Whilst the global incentive structures are laboriously debated, interim measures can build momentum, allow design testing, and boost confidence. Here smaller, more nimble players are already making a difference. Examples include Norway’s multi-billion-dollar pilot programs with several tropical countries, the World Bank’s Carbon Fund, California’s forthcoming cap-and-trade system, and the large and growing global voluntary market for carbon offsets, which is driven by the private sector.
Despite these positive examples, there is a desperate need for both governments and the private sector to raise their level of ambition for a global agreement and to invest more in interim financing measures. Major decisions by a few key actors could have dramatic and rapid effects, promoting belief and action in tropical forest countries.
Early experiences have taught us that while the REDD+ concept is simple, in practice it must address complex issues like human rights, economic trade-offs, and measurement challenges – often in settings with weak governance. If we are to work at a more ambitious scale, it will be essential that such efforts are effective, efficient, and equitable — the three Es of REDD+.
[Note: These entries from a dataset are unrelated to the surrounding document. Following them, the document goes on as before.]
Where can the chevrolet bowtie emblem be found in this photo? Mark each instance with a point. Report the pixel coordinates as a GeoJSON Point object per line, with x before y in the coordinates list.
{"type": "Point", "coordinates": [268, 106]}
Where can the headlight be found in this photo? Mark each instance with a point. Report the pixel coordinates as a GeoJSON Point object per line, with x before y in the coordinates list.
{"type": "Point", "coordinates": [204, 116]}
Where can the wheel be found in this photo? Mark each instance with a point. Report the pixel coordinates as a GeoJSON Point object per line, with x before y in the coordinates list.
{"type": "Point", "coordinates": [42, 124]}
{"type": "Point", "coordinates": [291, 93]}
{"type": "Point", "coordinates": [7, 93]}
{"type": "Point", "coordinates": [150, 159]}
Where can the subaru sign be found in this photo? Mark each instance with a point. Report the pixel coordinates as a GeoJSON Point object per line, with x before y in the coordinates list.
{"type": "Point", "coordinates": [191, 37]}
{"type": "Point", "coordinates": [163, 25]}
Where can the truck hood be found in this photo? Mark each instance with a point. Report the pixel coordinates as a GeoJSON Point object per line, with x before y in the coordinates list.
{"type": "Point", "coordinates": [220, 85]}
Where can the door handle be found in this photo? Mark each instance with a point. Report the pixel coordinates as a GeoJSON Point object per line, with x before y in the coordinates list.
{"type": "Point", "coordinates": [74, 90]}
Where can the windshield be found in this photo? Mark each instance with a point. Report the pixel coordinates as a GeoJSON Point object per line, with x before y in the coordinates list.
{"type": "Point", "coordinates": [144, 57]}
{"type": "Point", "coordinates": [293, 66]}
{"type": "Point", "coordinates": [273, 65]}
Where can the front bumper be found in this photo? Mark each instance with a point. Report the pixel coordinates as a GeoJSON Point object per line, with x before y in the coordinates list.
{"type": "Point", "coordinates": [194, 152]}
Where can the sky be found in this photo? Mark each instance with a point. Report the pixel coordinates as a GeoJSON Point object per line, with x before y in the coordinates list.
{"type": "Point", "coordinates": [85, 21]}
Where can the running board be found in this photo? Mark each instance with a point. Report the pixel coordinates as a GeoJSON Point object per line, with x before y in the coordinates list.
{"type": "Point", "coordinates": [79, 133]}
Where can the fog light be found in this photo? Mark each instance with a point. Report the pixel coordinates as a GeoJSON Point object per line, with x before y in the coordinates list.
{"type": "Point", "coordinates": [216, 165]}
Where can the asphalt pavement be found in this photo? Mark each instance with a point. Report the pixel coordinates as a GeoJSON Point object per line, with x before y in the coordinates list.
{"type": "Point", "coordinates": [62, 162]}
Yet with the right incentives, these practical challenges could likely be overcome and in fact the conservation community faces such obstacles every day. A key issue is that forests must be managed for multiple values beyond carbon, including local livelihoods, biodiversity, disaster risk reduction, and water supply. Besides their moral value, such considerations are crucial to ensuring the durability of measures to protect carbon stocks.
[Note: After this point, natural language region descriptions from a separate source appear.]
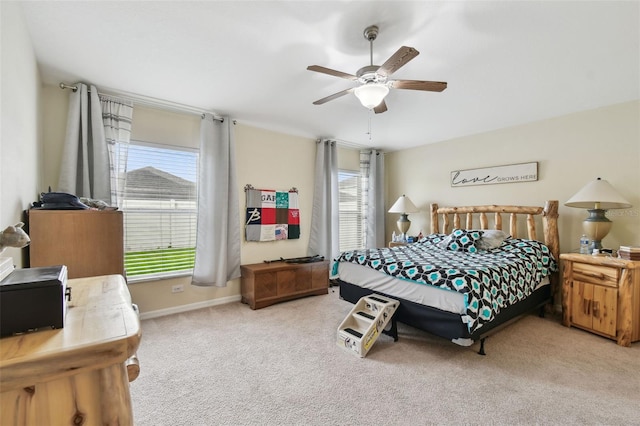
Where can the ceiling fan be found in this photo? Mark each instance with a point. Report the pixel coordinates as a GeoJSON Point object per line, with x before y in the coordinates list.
{"type": "Point", "coordinates": [374, 80]}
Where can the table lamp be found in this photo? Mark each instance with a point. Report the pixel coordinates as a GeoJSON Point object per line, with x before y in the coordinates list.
{"type": "Point", "coordinates": [597, 197]}
{"type": "Point", "coordinates": [403, 206]}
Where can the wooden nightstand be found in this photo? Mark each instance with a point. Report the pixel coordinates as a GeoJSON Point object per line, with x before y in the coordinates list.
{"type": "Point", "coordinates": [601, 294]}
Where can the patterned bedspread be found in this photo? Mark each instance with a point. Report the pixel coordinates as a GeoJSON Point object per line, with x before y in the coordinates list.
{"type": "Point", "coordinates": [489, 279]}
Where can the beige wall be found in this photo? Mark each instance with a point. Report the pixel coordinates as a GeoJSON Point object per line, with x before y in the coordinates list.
{"type": "Point", "coordinates": [570, 150]}
{"type": "Point", "coordinates": [20, 157]}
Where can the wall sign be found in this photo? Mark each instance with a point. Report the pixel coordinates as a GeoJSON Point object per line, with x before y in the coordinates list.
{"type": "Point", "coordinates": [513, 173]}
{"type": "Point", "coordinates": [271, 215]}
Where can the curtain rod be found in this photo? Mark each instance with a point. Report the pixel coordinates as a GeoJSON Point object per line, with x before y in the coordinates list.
{"type": "Point", "coordinates": [152, 102]}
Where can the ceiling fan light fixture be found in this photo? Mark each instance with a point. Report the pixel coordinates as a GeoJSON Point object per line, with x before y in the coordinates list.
{"type": "Point", "coordinates": [371, 95]}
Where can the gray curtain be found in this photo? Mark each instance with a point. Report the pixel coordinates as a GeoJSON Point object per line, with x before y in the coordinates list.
{"type": "Point", "coordinates": [84, 170]}
{"type": "Point", "coordinates": [372, 172]}
{"type": "Point", "coordinates": [324, 238]}
{"type": "Point", "coordinates": [116, 116]}
{"type": "Point", "coordinates": [218, 230]}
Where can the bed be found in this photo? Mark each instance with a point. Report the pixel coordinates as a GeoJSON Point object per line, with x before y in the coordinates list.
{"type": "Point", "coordinates": [465, 280]}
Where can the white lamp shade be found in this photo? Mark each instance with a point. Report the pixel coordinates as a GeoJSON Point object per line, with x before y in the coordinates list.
{"type": "Point", "coordinates": [598, 194]}
{"type": "Point", "coordinates": [370, 95]}
{"type": "Point", "coordinates": [403, 205]}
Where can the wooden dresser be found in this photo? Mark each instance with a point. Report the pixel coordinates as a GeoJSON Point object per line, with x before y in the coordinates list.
{"type": "Point", "coordinates": [264, 284]}
{"type": "Point", "coordinates": [76, 375]}
{"type": "Point", "coordinates": [601, 294]}
{"type": "Point", "coordinates": [88, 242]}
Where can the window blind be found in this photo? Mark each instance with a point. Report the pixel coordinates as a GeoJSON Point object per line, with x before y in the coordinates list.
{"type": "Point", "coordinates": [159, 203]}
{"type": "Point", "coordinates": [350, 210]}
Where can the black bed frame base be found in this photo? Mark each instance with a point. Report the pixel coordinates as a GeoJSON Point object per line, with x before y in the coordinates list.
{"type": "Point", "coordinates": [446, 324]}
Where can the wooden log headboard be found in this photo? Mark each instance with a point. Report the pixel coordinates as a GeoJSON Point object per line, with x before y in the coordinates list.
{"type": "Point", "coordinates": [451, 219]}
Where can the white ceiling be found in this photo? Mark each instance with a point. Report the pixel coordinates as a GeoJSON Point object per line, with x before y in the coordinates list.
{"type": "Point", "coordinates": [506, 63]}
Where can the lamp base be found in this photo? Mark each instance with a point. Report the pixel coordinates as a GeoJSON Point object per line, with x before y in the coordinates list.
{"type": "Point", "coordinates": [403, 224]}
{"type": "Point", "coordinates": [596, 227]}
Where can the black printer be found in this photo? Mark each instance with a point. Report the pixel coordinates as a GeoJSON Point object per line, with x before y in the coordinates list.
{"type": "Point", "coordinates": [33, 299]}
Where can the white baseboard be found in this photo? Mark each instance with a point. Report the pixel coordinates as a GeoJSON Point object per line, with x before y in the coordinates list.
{"type": "Point", "coordinates": [189, 307]}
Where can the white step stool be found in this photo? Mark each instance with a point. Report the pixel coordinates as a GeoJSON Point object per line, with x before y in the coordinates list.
{"type": "Point", "coordinates": [362, 327]}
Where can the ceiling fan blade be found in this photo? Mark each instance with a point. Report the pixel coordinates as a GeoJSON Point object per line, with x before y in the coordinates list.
{"type": "Point", "coordinates": [324, 70]}
{"type": "Point", "coordinates": [431, 86]}
{"type": "Point", "coordinates": [332, 97]}
{"type": "Point", "coordinates": [397, 60]}
{"type": "Point", "coordinates": [382, 107]}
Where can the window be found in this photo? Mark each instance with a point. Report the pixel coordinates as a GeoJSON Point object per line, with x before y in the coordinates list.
{"type": "Point", "coordinates": [159, 204]}
{"type": "Point", "coordinates": [350, 209]}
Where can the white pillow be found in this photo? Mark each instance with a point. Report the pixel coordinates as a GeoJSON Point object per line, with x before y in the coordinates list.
{"type": "Point", "coordinates": [491, 238]}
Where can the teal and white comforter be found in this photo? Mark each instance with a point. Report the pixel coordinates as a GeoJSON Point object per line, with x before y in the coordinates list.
{"type": "Point", "coordinates": [490, 279]}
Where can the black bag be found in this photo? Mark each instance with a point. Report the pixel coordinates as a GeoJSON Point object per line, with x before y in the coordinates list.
{"type": "Point", "coordinates": [61, 201]}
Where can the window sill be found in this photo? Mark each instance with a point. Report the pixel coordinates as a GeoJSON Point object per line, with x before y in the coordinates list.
{"type": "Point", "coordinates": [159, 277]}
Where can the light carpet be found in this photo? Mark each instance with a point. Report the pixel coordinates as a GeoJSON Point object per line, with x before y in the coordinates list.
{"type": "Point", "coordinates": [230, 365]}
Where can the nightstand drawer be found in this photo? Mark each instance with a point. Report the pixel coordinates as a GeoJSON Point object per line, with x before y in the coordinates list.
{"type": "Point", "coordinates": [596, 274]}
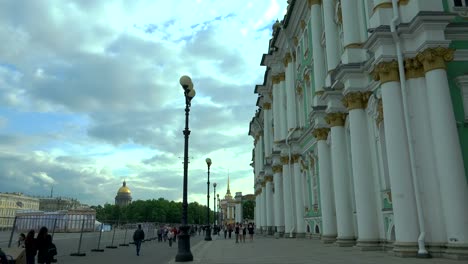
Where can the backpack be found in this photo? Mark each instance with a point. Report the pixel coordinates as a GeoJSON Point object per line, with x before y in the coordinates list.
{"type": "Point", "coordinates": [52, 251]}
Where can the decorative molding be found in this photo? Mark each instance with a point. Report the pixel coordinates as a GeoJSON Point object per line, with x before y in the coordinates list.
{"type": "Point", "coordinates": [321, 133]}
{"type": "Point", "coordinates": [356, 100]}
{"type": "Point", "coordinates": [435, 58]}
{"type": "Point", "coordinates": [386, 72]}
{"type": "Point", "coordinates": [335, 119]}
{"type": "Point", "coordinates": [413, 68]}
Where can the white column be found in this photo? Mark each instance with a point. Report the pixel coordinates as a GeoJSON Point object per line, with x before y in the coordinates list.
{"type": "Point", "coordinates": [404, 205]}
{"type": "Point", "coordinates": [320, 71]}
{"type": "Point", "coordinates": [269, 203]}
{"type": "Point", "coordinates": [351, 22]}
{"type": "Point", "coordinates": [327, 200]}
{"type": "Point", "coordinates": [424, 155]}
{"type": "Point", "coordinates": [278, 199]}
{"type": "Point", "coordinates": [341, 180]}
{"type": "Point", "coordinates": [276, 110]}
{"type": "Point", "coordinates": [282, 105]}
{"type": "Point", "coordinates": [364, 192]}
{"type": "Point", "coordinates": [299, 197]}
{"type": "Point", "coordinates": [287, 201]}
{"type": "Point", "coordinates": [331, 34]}
{"type": "Point", "coordinates": [290, 94]}
{"type": "Point", "coordinates": [448, 156]}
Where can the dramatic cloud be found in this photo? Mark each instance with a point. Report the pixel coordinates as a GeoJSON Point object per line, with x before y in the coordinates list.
{"type": "Point", "coordinates": [89, 95]}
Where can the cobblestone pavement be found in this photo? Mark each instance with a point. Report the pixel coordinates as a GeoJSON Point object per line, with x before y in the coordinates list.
{"type": "Point", "coordinates": [294, 251]}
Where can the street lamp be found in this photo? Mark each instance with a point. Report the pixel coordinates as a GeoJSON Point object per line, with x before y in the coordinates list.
{"type": "Point", "coordinates": [214, 209]}
{"type": "Point", "coordinates": [208, 229]}
{"type": "Point", "coordinates": [184, 253]}
{"type": "Point", "coordinates": [219, 208]}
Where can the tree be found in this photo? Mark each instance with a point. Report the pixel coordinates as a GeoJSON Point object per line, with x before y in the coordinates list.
{"type": "Point", "coordinates": [248, 208]}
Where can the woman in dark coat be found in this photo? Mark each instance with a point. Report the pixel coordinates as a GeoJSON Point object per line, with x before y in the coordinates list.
{"type": "Point", "coordinates": [31, 247]}
{"type": "Point", "coordinates": [42, 245]}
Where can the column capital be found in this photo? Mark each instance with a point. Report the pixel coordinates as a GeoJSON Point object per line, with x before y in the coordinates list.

The risk of dispossessing legitimate, traditional forest users as a shortcut to reducing emissions requires that that REDD+ be transparent, with meaningful systems for redress. Existing safeguard mechanisms, while still being developed, already exceed anything applied under most previous large-scale conservation programs so there is reason to be optimistic.
We know that REDD+ can be made to work given the right conditions. The Wildlife Conservation Society is one of several organizations now working at the landscape scale. Our work in Madagascar’s Makira forest – a protected area ringed by vast areas of community-managed land – shows what can be achieved in a desperately poor and hugely biodiverse country.
Makira has already avoided nearly a million tons of CO2 emissions in its first five years while benefiting a local population of over 50,000 people with improved rights to over forest resources and critical investments in agriculture, water, sanitation, and education. At the same time it has helped ensure the survival of a rich diversity of endangered lemurs, birds. and other species.
Valuable in its own right, Makira provides a national testing ground for everything from community rights to financial structures. Perhaps most important, Makira and projects like it show that REDD+ can deliver on its early promises.
For REDD+ to become a reality at scale, governments and the private sector need to promote increased demand for the emission reductions REDD+ can offer. To support this, other stakeholders need to better communicate the successes achieved to date and remain vigilant that the three Es – effectiveness, efficiency, and equity – remain central to the REDD+ vision.
Dr. Tom Evans leads the REDD+ program for the Wildlife Conservation Society.